Comedy aside, Fran has always inspired joy in me from how she’s eloquently dealt with the life she’s led. After marrying her high school sweetheart, Peter Marc Jacobsen, she moved with him to Los Angeles where they both pursued their dreams of getting into television. One night, in 1985, a man broke into their apartment, tied up Jacobsen and raped Fran. Because of the incident, the two went into therapy, where incidentally Jacobsen began to realize he was gay, though he really didn’t want to divorce his wife.
In 1993, the two of them created The Nanny which successfully ran for six seasons. During the run of the show, Fran began to feel that her husband was too controlling and asked for a divorce. Despite being gay, he really didn’t want to leave her, and was furious that she was ending their life together. They separated and didn’t talk for several years.
About a decade later, Fran discovered she had breast cancer which led to Jacobsen reaching out and reconciling with her. They remain best friends to this day. Her response to the diagnosis was to author a book entitled Cancer Shmancer which promotes taking charge of your own health and finding humor in the worst situations. That perfectly describes how Fran deals with most problems in her life, by laughing at them. She knows she is a positive person, and holds onto that no matter how many traumatic experiences she’s had to endure.
You most likely know Tiffany Haddish from Girls Trip, or even her appearance on Colbert and delivering the Groupon story on Kimmel. Just like Leah and Fran, Tiffany is simply amazing at being herself. Just like them, I get such joy out of hearing how she’s made it through an extremely traumatic life while maintaining such positivity, strength of mind and fortitude of character.

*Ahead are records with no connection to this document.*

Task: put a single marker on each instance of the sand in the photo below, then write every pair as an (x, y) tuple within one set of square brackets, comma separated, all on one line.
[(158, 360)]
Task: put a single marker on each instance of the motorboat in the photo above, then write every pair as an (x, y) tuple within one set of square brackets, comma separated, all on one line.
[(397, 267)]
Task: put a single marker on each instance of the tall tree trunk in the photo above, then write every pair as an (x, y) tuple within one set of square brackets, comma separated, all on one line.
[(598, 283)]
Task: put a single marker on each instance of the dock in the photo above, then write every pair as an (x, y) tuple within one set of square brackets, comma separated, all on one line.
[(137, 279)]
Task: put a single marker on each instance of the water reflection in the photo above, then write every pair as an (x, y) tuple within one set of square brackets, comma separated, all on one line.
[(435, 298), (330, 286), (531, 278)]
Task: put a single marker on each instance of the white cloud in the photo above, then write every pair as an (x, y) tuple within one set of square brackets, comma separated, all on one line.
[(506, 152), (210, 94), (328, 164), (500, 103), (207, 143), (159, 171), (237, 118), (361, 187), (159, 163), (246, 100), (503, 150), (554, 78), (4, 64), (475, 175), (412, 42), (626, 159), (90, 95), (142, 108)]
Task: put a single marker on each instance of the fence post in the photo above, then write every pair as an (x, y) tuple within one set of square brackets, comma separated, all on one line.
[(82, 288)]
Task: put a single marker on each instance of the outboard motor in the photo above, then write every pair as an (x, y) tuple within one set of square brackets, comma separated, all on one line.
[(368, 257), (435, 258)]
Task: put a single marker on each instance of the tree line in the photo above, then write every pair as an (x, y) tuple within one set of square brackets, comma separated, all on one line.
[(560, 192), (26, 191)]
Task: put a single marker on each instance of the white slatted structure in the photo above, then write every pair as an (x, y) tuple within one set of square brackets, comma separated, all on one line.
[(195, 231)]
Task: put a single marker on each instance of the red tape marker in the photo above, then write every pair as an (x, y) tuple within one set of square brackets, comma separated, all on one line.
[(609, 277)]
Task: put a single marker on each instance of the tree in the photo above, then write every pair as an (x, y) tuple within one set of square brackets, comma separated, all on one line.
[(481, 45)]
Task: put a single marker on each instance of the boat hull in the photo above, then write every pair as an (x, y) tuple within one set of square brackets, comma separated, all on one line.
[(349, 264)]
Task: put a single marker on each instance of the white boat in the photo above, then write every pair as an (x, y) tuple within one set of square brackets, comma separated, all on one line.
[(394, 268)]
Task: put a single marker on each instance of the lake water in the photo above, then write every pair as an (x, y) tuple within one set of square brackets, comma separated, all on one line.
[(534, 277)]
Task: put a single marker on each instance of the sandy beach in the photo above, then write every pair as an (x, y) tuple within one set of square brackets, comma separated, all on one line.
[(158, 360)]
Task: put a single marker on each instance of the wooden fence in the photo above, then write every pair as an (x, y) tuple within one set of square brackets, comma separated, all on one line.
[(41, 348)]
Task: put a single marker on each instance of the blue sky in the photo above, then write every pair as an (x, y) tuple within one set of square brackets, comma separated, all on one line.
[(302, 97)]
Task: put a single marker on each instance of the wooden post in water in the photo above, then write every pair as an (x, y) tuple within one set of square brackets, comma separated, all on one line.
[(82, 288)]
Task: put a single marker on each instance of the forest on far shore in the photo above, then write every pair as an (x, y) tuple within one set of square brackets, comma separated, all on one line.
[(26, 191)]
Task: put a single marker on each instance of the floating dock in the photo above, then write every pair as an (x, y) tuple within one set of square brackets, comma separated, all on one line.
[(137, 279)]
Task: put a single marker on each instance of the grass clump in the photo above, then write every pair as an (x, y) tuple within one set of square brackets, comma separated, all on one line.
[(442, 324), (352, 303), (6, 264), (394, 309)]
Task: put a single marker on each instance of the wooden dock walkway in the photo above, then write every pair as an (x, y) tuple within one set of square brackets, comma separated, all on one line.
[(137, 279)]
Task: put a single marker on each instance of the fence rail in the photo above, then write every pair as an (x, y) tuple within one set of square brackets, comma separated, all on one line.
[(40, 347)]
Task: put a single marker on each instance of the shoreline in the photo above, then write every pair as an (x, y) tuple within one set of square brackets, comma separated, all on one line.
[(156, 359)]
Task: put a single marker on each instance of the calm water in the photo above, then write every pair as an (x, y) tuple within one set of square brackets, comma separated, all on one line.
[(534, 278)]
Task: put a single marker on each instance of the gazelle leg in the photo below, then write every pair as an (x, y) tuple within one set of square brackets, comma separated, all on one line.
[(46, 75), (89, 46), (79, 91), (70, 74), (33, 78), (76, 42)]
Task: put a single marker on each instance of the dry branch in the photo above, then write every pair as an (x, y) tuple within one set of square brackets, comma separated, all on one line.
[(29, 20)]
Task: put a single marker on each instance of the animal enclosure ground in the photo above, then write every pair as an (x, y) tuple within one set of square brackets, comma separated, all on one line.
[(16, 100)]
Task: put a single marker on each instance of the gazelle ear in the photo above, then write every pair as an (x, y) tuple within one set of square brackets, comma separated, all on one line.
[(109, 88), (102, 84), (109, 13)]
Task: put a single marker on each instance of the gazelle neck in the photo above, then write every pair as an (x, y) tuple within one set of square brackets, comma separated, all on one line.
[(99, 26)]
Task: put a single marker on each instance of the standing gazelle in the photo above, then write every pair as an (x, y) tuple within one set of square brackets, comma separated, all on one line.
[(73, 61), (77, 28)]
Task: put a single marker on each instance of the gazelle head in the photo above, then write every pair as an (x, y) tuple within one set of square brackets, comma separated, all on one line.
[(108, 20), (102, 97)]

She’s had to deal with her step-father trying to kill her mom, bouncing around through foster care, being homeless, illiterate, and uses those obstacles as fuel for her comedy. The segment below is nearly an hour long, but if you ever have the time, I strongly recommend listening to a huge chunk of her life story. It’s incredibly depressing yet you’ll find yourself laughing hysterically at the delivery.
Despite what Tiffany’s been through, she chooses to maintain positivity, and knows who she is.
If asked What are you? I can only imagine that these three women would have an answer armed at the ready. They absolutely know what they are, who they are, in a way I’m still struggling to achieve.
Like a pendulum, I find my identity swinging back and forth, from one end of any spectrum to the other.
When I’m surrounded by my Jewish family (third and fourth cousins who all look alike) I feel my blackness. When I’m surrounded by my black family, there’s literally nobody in this world who is whiter. If I’m on a bad date with a woman, I start to wonder if I’m 100% straight after all. When a cute boy’s hand is on my thigh, and despite how hard I’m trying to like him I’m just not into it, I panic and wonder if I’m actually a lesbian. In the midst of writing a draft of a short story, fingers cramped from hours of typing, I imagine myself sitting on an author’s panel, fully confident in my destiny to be a famed novelist. Then someone will offer me the smallest drop of constructive criticism, and the pendulum will swing the other way.
But joy can really help steady the course. So I lean on these women, self possessed after so much struggle, and coach myself to be patient with myself. I’ll find the way forward.